The insanity of finals on top of the stress of preparing for commencement can make a student feel like they’re a bundle of nerves, but the simultaneously rewarding and terrifying payoff of graduating is a sweet victory, especially for first-generation students.
From figuring out the university system without family guidance to juggling countless activities, all the steps they take to get to the moment of walking across the stage and getting their diploma involved the support of family, friends and colleagues.
“Some people are lucky. They’re born with parents who became a doctor or lawyer, or something like that. Some of us were not born with that baseline … For me, every step is new,” said Jason Miramontes, a criminal justice major at Cal State Fullerton.
Miramontes will be graduating this semester and knows the feeling of experiencing college for the first time without any prior guidance.

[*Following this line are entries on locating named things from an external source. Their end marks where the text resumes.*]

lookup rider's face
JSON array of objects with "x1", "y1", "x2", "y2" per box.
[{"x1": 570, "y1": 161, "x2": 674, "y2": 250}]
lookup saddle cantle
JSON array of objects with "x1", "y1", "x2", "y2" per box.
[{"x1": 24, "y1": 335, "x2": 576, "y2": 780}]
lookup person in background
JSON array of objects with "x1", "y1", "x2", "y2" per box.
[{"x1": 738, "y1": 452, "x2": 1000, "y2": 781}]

The formal definition of first-generation college students are “those whose parents’ highest level of education is a high school diploma or less,” according to a report by the National Center for Education Statistics. But the term can be broadened to students who are going to college in the United States and have parents who attended other universities overseas, according to Brown University.
The diversity of first-generation students varies in many ways. Brown University classified the differences to socio-economic classes, international, domestic, religions, races and ethnicities, and sexual orientations.

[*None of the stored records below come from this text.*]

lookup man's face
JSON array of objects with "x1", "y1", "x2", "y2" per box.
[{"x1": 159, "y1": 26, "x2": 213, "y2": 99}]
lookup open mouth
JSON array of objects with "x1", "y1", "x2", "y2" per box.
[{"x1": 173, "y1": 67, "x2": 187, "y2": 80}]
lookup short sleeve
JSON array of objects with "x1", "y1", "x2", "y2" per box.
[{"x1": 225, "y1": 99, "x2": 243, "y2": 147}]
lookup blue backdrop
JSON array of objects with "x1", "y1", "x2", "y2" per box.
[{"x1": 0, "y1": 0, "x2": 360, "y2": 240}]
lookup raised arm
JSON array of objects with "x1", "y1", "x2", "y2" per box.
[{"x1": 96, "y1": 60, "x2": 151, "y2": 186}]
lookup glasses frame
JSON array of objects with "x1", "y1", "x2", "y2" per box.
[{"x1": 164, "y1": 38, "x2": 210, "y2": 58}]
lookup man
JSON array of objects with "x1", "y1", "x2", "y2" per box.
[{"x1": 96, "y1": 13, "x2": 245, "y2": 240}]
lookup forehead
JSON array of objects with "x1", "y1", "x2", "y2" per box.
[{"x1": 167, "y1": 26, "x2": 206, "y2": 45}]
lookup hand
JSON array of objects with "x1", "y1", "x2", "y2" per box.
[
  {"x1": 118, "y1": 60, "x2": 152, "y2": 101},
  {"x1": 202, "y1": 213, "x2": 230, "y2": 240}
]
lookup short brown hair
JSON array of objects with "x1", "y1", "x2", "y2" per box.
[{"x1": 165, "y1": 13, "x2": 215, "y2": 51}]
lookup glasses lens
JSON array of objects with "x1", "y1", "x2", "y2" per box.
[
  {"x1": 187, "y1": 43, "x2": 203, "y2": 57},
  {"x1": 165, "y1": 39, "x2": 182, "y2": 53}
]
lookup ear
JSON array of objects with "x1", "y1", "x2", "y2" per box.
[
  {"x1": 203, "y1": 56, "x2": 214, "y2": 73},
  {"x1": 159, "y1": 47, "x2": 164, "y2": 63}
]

But one thing they all have in common is their unfamiliarity of the university system. While some college students have an idea of how to approach the new environment of either a two-year community college or a four-year university from their parents or peers, many first-generation students have to figure it out on their own.
“It’s kind of like walking around blind, but in a good way because you can push yourself and say, ‘Oh, I can do better,’ so that way I can set that precedent for my own future kids if I have some,” Miramontes said.

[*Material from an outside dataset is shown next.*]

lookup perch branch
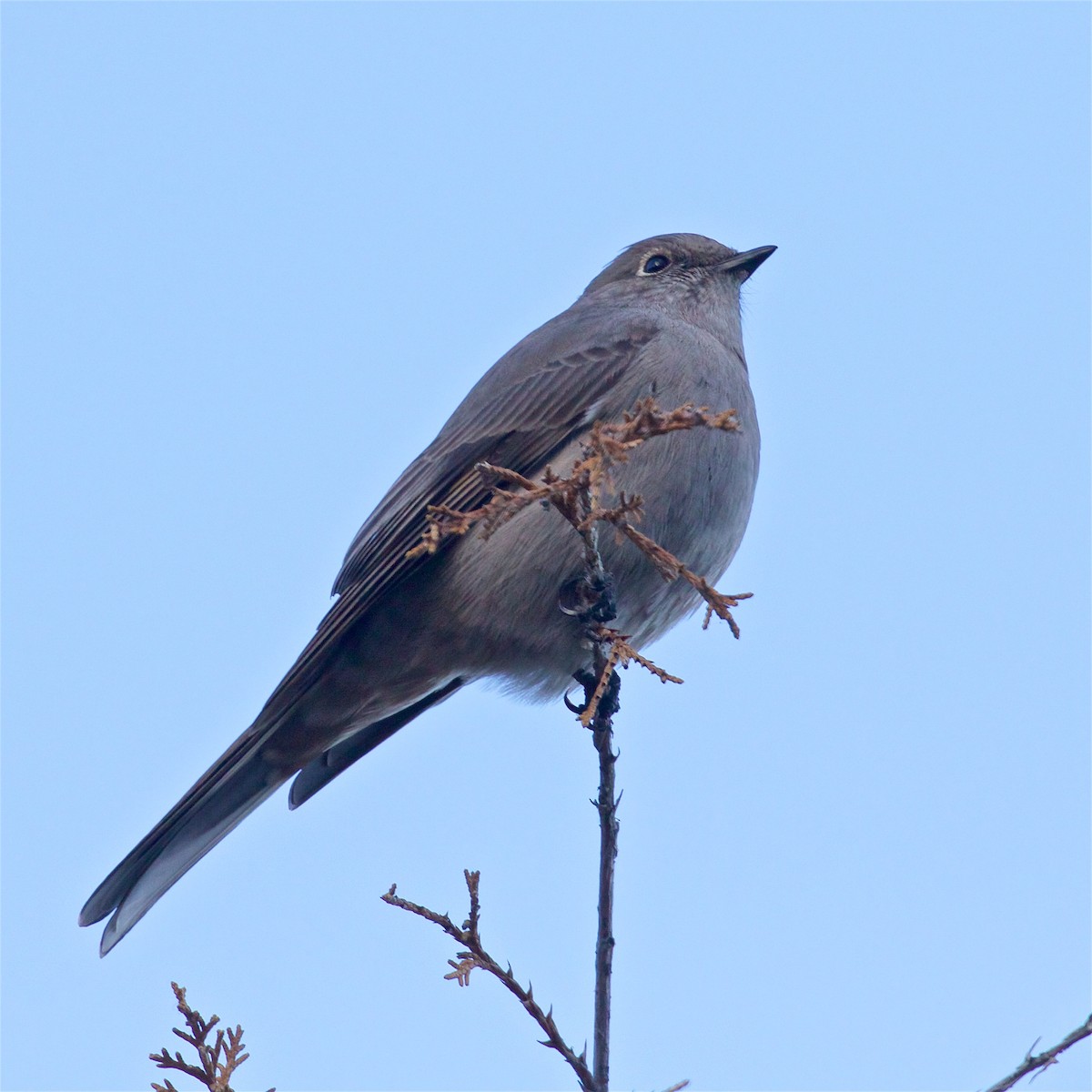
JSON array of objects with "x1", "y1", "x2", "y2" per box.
[{"x1": 986, "y1": 1016, "x2": 1092, "y2": 1092}]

For Megan Maxey, a communications major with an emphasis in print journalism, the juggling act of balancing her life with her extracurriculars and studies is all too familiar. She is president of the Society of Professional Journalists at CSUF while also being a member of the Alpha Delta Pi sorority.
“I think at times, it definitely is a lot, but if you are dedicated and have a good work ethic, then it’s really going to benefit you in the end,” Maxey said.
If there’s one thing Maxey learned from dealing with the pressures of being a first-generation student, it’s to keep working even if there’s no one to help.
One program CSUF provides for first-generation students is Student Support Services, a federally-funded program that assists first-generation, low-income and disabled college students with earning their bachelor’s degree within six years. It’s goal is to help students increase college retention and graduation rates of those who choose to join the program.
A notable highlight from the National Center for Education Statistics report states first-generation students “were more likely than non-first-generation students to say that being very well off financially and providing their children with better opportunities than they had were very important to them personally.”
Brenda Garcia, a linguistics graduate student at CSUF, said her family plays an important role in her higher-education journey.
“It’s just very interesting to see how all of them helped me in different ways,” Garcia said. “My family has always been there for me and a big huge part of why I’m (in graduate school) is because of them.”